Mind the Gap: Can Frontier LLMs Pass a Standardized Office Proficiency Exam?
For researchers and developers of LLM-based office automation agents, this work provides a rigorous benchmark revealing that current models are far from reliable fine-grained document automation.
The paper introduces a benchmark based on China's National Computer Rank Examination (NCRE) to evaluate LLMs on office automation tasks, finding that current frontier LLMs achieve at most 36.6% score rate, while a stronger agentic system reaches 68.8%, still far below the 95.5% community reference.

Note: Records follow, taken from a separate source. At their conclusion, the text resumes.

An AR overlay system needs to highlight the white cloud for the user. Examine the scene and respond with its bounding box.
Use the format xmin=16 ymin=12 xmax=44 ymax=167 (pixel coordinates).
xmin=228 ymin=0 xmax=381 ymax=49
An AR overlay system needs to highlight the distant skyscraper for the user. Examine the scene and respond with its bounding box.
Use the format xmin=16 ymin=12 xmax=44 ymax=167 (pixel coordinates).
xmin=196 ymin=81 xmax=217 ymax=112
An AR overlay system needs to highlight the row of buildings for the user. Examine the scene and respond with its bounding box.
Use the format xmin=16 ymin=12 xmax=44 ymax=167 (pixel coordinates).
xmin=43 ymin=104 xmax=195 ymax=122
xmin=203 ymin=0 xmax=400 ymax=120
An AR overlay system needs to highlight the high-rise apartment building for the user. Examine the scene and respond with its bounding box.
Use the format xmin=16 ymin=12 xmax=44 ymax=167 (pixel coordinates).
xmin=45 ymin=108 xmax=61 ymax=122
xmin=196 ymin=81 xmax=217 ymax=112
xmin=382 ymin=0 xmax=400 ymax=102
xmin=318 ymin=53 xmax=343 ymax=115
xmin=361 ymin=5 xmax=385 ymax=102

The deployment of Large Language Model (LLM) agents for computer automation is accelerating, yet their ability to navigate complex, professional-grade productivity software is largely untested. We argue that Office automation is an ideal environment for benchmarking document-automation capability, as it requires long-horizon planning and reasoning, precise parameter configuration, and multi-application integration. To quantify this capability, we introduce an evaluation based on China's National Computer Rank Examination (NCRE), featuring 200 comprehensive practical-operation tasks across Word, Excel, and PowerPoint. Each task is scored on a 100-point rubric scale using 7,118 machine-gradable criteria, and Score Rate (SR) denotes the mean percentage of rubric points earned across these tasks. We benchmark 7 frontier LLMs and observe stark limitations: single-turn models score a maximum of 36.6%. A stronger agentic system with execution feedback, iterative repair, and broader Office automation access reaches 68.8%, but remains below the 95.5% community-reference score used as a scoring sanity check. Ultimately, our experiments demonstrate that despite recent advancements in code generation, achieving reliable fine-grained Office document automation remains a significant challenge for current code-generating LLM and agent systems.